It’s not every day that a major artist creates their own line of baseball cards, then has a hard time selling them. You’d think that with paintings going for record prices and comic books and graphic novels and the like selling for outrageous suggested retail prices right out of the gate, that something as cool and as original as a limited edition set of baseball cards would go quickly for big bucks. But that doesn’t seem to be the case.
In the early Nineties, Gahan Wilson (whose work has appeared in The New Yorker and other places) illustrated this small set of ten horror-themed baseball cards. I don’t know where the set was sold at the time or who produced it, though today it’s for sale on—get this—www.ninjaturtles.com.
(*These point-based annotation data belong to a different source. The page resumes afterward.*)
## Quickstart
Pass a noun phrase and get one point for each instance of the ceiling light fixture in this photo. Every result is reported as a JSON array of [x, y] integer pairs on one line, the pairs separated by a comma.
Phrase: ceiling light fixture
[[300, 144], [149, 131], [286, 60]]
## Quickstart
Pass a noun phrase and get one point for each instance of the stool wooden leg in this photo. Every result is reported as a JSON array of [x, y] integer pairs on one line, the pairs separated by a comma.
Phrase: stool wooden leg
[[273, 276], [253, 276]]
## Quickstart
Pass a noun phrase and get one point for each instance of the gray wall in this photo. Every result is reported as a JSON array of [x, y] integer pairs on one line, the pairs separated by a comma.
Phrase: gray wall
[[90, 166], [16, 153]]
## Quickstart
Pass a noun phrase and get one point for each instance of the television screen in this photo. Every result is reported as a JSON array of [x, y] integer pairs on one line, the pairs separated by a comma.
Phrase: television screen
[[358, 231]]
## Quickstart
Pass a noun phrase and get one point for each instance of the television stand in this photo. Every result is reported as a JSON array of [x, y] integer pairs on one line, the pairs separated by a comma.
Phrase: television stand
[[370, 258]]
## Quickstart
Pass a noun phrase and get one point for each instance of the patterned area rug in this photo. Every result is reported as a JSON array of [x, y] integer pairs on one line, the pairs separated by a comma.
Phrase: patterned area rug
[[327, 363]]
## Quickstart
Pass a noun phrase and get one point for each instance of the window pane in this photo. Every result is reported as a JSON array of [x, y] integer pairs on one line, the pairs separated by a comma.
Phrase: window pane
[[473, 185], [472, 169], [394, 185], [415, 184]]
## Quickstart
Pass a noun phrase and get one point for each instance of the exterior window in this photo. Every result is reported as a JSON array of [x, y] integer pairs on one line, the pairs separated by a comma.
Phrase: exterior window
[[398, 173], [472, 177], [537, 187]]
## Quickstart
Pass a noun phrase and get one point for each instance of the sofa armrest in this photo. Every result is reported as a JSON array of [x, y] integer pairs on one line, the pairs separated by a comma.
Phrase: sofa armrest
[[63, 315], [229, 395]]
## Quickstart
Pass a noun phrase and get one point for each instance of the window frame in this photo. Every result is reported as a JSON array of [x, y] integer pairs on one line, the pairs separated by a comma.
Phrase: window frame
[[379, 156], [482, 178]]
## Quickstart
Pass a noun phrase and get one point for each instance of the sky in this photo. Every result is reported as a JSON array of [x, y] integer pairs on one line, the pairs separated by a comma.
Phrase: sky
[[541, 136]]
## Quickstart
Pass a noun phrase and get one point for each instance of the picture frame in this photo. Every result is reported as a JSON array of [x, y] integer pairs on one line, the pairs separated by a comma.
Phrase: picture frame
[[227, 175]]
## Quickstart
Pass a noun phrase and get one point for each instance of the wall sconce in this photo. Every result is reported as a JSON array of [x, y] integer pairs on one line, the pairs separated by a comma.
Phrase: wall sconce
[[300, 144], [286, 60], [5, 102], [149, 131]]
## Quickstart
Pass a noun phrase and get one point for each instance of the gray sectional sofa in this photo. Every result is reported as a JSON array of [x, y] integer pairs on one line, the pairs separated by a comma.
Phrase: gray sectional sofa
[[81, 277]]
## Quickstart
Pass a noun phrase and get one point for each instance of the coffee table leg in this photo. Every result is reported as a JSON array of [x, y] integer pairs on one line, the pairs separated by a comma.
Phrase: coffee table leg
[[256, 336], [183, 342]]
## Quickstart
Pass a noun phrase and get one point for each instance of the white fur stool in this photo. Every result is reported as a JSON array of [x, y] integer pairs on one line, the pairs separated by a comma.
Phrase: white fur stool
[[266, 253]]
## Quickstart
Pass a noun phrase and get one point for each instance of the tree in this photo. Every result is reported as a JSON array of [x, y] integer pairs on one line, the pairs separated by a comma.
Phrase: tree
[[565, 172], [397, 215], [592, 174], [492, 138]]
For $10. I really hope Wilson did this for the love of the game and not to make money, because money is not something that’s going to be made, especially if its only available at ninjaturtles.com.
But back to the cards. Has anyone ever seen these? My uncle brought the set back to me from a convention in Baltimore in 1991 or 1992, so I’m guessing that they were either some kind of promo set (what exactly could it have been promoting?) or a door prize. I honestly don’t know. And the fact that they never saw wide distribution suggests that, like other early-decade non-sports promos, they quickly had their fifteen minutes in the sun at a forgotten third-party table in the back of a convention hall in 1991 (or 1992), a pet project of an independent editor or perhaps Wilson himself, then, when a distributor wasn’t found, were dumped back into a box, tossed into the back of Wilson’s station wagon and plopped down in the basement next to the never-used workbench and forgotten about for just about fifteen years (until the editor’s (or Wilson’s) plucky neighbor grew up, started ninjaturtles.com, and convinced one of the two to let him sell the cards on the site).
Anyway, it’s an amusing set. The art’s fun if you like the gruesome kind of Garbage Pail Kids humor, and it’s short and sweet. The only way to improve it would’ve been for it to be nine cards instead of ten so that it all fit on one page, but whatever. Oh, and if you do track it down, check out the Jack Ripper card—if you squint, he resembles an enraged Bill Buckner.
And while the set's probably worthless, that one card alone makes it priceless.